Максим, не поворачивая головы, отвлекался от своих мыслей на минутку, сдержанно ронял:

– Голуби украшают наши города, от них веселей на душе. Это ж – жизнь! Как говорится, символ мира и счастья, пернатые наши друзья…

Жена презрительно морщилась, бросала на себя последний оценивающий взгляд в зеркало. Она на все находила возражения, обо всем судила, как казалось ей, вполне самостоятельно, независимо, куда более утонченно, чем муж, который, по ее словам, грешил прямолинейностью суждений.

– Цитата из очередного очерка? Классика, честное слово! – усмехалась она и уходила, хлопнув дверью так, что вздрагивали стены.

Вместе с уходом жены исчезала в доме и глухая, неловкая напряженность, так мешавшая Максиму. С балкона он видел, как Софья, постояв немного у подъезда, должно быть успокаиваясь, принимала горделивый вид и с выражением многозначительности и недоступности на лице направлялась к автобусной остановке. Походка у нее была легкая, красивая, она ни разу не оглядывалась, хоть и знала, что муж смотрел ей вслед. И голуби вскоре улетали с балкона. Становилось тихо и пусто. Пусто в доме, пусто на душе. Главное же состояло в том, что Максим не мог сказать, когда именно и по какой причине началось обоюдное отчуждение, недовольство семейной жизнью, собой, окружающим…

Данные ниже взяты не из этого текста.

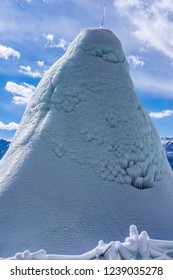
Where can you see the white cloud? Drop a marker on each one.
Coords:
(63, 44)
(6, 52)
(152, 85)
(9, 126)
(40, 63)
(22, 93)
(152, 22)
(47, 1)
(49, 37)
(135, 60)
(26, 70)
(162, 114)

Да, дело тут было вовсе не в голубях!

Григорий Федотыч Блажов навещал сына в городе на первомайские и ноябрьские праздники, а то и просто наезжал с субботы на воскресенье, когда сильно тосковал, что случалось не так уж часто; привозил деревенские гостинцы – кошелочку вишен, молодой картошечки, грибов, яблок. Честно говоря, ему очень не нравилось, как жил его единственный сын со своей капризной, высокомерной женой. Не одобрял он и того, что у них не было детей. Пора бы обзавестись, выполнить свой долг перед человеческим родом: без мальчишки или девчушки какая может быть семья! Старый Блажов не понимал, почему Максим, человек, в общем-то, серьезный, положительный, даже в некоторой мере известный на всю область, дорожит женщиной, не привыкшей к дому, не желающей ценить своего мужа. Разве можно ожидать чего-либо хорошего от тех, кто живет под одной крышей как чужие?..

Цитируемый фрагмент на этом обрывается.